OK. The discussion so far is in the classic area of application for distributed computing: scaling up computation by partitioning it over a cluster of computation engines. But what about the other dimension of a distributed resource oriented "cloud"? The fact that, what we just saw was that ROC/NKP lets us create instantaneous converged address spaces?

Think about it. We can now create solutions which are truly a sea (should that be sky) of convergent overlapping clouds of computational state. I believe that while on-demand scaling is a good thing, the real motherload is in the dynamically adaptive systems this leads to.

To get a better view of this, I promised Brad that I'd talk about a neat and simple pattern that NKP enables. Its a variant of what's just been discussed...

Imagine a client © which establishes a bridged NKP address space to a server (S1). Lets assume that we've set up the client and server so that trust is established (ie the client has been authenticated and the connection is encrypted with TLS etc). Therefore C's distributed address space spans S1 and can be considered as a "trusted context". As with the language runtime examples, a request from C to S1 would allow (during that request's lifetime) S1 to issue requests back into C's address space.

So far nothing you've not seen already and, is the same as the macro engine diagram in the ROC architectures book (take another look at the first diagram in this static copy)...

http://docs.netkernel.org/book/view/book:tutorial:wink/doc:tutorial:wink:macros

Now, what if C's address space also had a NKP bridged connection to another server S2? So that C contains the union of two trusted contexts to both S1 and S2 at the same time? (refering to the diagram, imagine the 3 spaces shown each existing on different servers).
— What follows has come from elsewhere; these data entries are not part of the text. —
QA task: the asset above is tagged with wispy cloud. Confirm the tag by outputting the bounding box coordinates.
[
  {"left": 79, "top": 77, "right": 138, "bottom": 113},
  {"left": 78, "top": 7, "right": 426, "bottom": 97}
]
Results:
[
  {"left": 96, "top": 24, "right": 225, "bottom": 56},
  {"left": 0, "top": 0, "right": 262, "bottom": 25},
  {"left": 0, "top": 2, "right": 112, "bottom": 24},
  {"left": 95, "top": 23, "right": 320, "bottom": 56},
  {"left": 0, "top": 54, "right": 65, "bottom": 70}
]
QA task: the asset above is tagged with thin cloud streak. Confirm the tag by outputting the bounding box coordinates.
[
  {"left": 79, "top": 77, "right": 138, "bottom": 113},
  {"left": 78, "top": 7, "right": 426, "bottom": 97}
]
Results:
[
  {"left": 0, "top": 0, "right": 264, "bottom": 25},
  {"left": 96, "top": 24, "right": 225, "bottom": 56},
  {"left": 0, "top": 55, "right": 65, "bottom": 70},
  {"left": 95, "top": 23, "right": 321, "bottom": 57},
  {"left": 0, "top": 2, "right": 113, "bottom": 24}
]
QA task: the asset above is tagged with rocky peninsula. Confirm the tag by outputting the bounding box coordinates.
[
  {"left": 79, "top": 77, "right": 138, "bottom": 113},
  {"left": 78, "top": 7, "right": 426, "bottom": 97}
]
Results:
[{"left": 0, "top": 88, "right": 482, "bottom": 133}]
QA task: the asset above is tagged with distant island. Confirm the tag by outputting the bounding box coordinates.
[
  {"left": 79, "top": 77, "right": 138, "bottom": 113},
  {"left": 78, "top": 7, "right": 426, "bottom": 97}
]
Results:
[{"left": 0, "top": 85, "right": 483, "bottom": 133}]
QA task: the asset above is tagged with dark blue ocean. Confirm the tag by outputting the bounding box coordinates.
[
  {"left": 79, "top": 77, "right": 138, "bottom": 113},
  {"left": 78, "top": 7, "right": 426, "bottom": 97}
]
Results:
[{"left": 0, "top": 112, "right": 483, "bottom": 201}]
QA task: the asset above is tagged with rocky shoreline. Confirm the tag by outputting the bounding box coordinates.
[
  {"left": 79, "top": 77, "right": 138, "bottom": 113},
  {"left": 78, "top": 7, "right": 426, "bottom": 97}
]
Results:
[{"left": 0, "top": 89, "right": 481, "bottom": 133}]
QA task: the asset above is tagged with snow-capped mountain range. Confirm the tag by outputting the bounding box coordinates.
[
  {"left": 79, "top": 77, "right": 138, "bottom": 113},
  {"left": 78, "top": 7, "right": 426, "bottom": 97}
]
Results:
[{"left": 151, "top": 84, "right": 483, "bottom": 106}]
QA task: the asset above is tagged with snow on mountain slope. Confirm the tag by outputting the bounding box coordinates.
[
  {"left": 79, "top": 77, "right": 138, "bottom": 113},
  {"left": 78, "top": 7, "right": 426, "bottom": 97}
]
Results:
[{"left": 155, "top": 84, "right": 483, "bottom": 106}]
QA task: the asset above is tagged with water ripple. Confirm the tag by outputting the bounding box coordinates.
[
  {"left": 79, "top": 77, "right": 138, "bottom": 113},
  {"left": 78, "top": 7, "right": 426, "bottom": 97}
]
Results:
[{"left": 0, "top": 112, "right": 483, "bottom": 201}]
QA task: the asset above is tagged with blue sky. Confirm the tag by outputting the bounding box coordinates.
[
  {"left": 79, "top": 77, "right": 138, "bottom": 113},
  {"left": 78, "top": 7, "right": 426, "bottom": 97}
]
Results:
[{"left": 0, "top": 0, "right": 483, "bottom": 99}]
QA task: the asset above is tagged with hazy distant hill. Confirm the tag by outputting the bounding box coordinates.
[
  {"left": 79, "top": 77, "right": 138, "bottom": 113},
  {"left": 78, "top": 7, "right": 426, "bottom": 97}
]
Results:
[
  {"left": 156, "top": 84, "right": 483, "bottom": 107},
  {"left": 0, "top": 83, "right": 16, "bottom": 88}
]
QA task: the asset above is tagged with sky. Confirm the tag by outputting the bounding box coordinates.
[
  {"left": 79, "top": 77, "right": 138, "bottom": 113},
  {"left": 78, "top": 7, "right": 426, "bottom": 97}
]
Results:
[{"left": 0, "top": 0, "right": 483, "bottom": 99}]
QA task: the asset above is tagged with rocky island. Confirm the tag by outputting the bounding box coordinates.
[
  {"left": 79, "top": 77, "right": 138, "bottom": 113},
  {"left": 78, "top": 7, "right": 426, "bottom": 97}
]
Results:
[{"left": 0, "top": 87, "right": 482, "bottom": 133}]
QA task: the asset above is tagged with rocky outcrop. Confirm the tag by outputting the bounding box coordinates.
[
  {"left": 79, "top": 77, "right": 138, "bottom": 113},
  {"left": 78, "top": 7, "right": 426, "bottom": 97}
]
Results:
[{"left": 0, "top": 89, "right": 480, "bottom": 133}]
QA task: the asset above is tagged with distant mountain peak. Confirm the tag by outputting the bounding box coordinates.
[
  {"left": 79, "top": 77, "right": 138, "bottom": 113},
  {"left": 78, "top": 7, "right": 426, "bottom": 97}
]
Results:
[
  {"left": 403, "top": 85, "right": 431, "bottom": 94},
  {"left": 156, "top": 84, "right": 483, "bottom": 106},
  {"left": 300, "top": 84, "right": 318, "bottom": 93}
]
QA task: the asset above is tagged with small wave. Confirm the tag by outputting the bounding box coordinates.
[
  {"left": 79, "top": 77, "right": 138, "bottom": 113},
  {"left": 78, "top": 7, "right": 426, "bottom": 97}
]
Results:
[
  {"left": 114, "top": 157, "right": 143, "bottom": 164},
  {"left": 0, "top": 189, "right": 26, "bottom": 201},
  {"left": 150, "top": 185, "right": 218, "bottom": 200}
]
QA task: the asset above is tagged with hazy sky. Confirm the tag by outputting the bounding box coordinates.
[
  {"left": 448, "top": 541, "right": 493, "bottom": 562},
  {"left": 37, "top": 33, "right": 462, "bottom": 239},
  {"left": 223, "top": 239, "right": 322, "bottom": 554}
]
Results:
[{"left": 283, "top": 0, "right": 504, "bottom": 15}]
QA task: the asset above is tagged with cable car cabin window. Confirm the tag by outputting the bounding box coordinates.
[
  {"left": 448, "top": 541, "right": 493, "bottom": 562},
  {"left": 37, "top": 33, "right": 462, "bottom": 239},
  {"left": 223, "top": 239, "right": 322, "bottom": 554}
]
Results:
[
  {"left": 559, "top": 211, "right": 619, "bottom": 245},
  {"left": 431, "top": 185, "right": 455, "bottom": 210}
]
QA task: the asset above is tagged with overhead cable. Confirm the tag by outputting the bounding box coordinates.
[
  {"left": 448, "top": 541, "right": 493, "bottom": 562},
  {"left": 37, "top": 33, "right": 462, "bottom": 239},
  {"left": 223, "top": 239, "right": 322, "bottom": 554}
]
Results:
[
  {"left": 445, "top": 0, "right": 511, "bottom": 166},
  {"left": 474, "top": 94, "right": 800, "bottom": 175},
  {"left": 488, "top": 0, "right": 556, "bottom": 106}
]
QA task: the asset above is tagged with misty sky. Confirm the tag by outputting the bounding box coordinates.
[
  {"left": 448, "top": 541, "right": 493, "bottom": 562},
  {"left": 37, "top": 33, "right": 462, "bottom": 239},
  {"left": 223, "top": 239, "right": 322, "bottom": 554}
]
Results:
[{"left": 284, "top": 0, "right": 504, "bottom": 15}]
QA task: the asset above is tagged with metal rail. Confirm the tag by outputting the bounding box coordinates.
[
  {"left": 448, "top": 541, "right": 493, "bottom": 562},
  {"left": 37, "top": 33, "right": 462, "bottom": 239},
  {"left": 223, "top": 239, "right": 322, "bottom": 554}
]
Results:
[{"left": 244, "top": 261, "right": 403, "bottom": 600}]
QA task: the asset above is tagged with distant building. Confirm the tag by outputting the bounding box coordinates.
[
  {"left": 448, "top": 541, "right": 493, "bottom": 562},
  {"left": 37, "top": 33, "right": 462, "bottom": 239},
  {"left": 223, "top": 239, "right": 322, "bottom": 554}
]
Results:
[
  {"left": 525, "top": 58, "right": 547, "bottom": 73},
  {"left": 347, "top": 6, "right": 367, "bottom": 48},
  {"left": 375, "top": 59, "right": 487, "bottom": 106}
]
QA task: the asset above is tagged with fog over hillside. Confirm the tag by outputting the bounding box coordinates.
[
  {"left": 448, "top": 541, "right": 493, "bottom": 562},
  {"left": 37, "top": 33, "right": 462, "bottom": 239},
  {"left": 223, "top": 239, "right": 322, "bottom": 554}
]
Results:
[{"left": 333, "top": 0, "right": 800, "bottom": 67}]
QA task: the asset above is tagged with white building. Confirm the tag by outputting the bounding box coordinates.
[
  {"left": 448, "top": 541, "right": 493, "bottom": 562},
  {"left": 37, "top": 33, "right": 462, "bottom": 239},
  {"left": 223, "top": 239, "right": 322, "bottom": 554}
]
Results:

If you're following this, you should be able to see that we've just established a pattern that allows S1 to issue requests to S2. To the ROC architect its the same pattern we've used locally over and over. But to a distributed system architect its a transparent dynamic distributed 3-party trusted resource space! Imagine the possibilities for cloud application architectures.

Obviously there are many practicalities you need to address for how you would establish trust and introduce constraints to guarantee integrity for this pattern. But these are easily covered with a suitable set of NK's architectural components. The NKP docs provides discussion about the existing NK technologies you can use for trust, security, authentication and constraint (trust boundaries).

So you see why it feels a bit weird for us today. Same old ROC. Brand new, real cloud computing anyone?

Bay Area Visit

I'm in the Bay Area from tomorrow - if anyone fancies meeting up for discussion, cod-philosophizing or just silent staring into the bottom of a beer glass, drop me a line or tweet me @pjr1060

Feedback

We received some really excellent, detailed and constructive feedback from Jeff Rogers earlier this week. We're currently actively working to take this on board to improve several aspects of the way the system is presented and to cover missing topics that should have been covered.

If you come across stuff that doesn't make sense, needs more coverage, can be improved etc etc please take the time to let us know. We take on board all the feedback and try to turn round improvements in realtime to make things better for everyone.


Have a great weekend. Maybe see some of you soon.